W3C = WorldWideWeb Consortium
Tim Berners-Lee, inventer of the World Wide Web, has served as the director of W3C since its inception in 1994. Was it really so recent as 1989 that the World Wide Web was started? I remember that year. It seems so weird to have something so seminal to have been developed within my lifetime. Other generations have been able to mark time with significant world events such as wars and assassinations. For my generation, we luckily don’t have much to mark time by. Sometimes we talk about where we were when we heard that Kurt Cobain or Princess Di had died. Other than that, it’s been fairly (thankfully) quiet.

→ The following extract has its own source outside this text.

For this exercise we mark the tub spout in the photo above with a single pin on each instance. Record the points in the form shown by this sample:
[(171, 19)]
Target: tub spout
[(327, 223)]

But the significance of the invention of computers and the internet are certainly notable. I always think about this when I see kids who are so comfortable on computers. My generation had to deal with learning both how to use the metric system and how to use computers when both were just beginning. We had to deal with the growing pains of technology and learning from teachers who were new at this stuff themselves. The end result was confusion.
I suppose that’s why the W3C was started…to combat confusion through the creation of standards and guidelines. However, when anything like that is started, you have to wonder if the point is inclusion or exclusion. One of the W3C’s stated goals is “web for everyone”. Really? I have to wonder how many people can understand and successfully follow the W3C’s 90 standards and guidelines. To me, it seems that the more hoops a group wants you to jump through, the more they want you to fail. That may be a pessimistic view, but it’s how I feel. Maybe I’m just in a mood because I found a nail, and a leak, in my tire.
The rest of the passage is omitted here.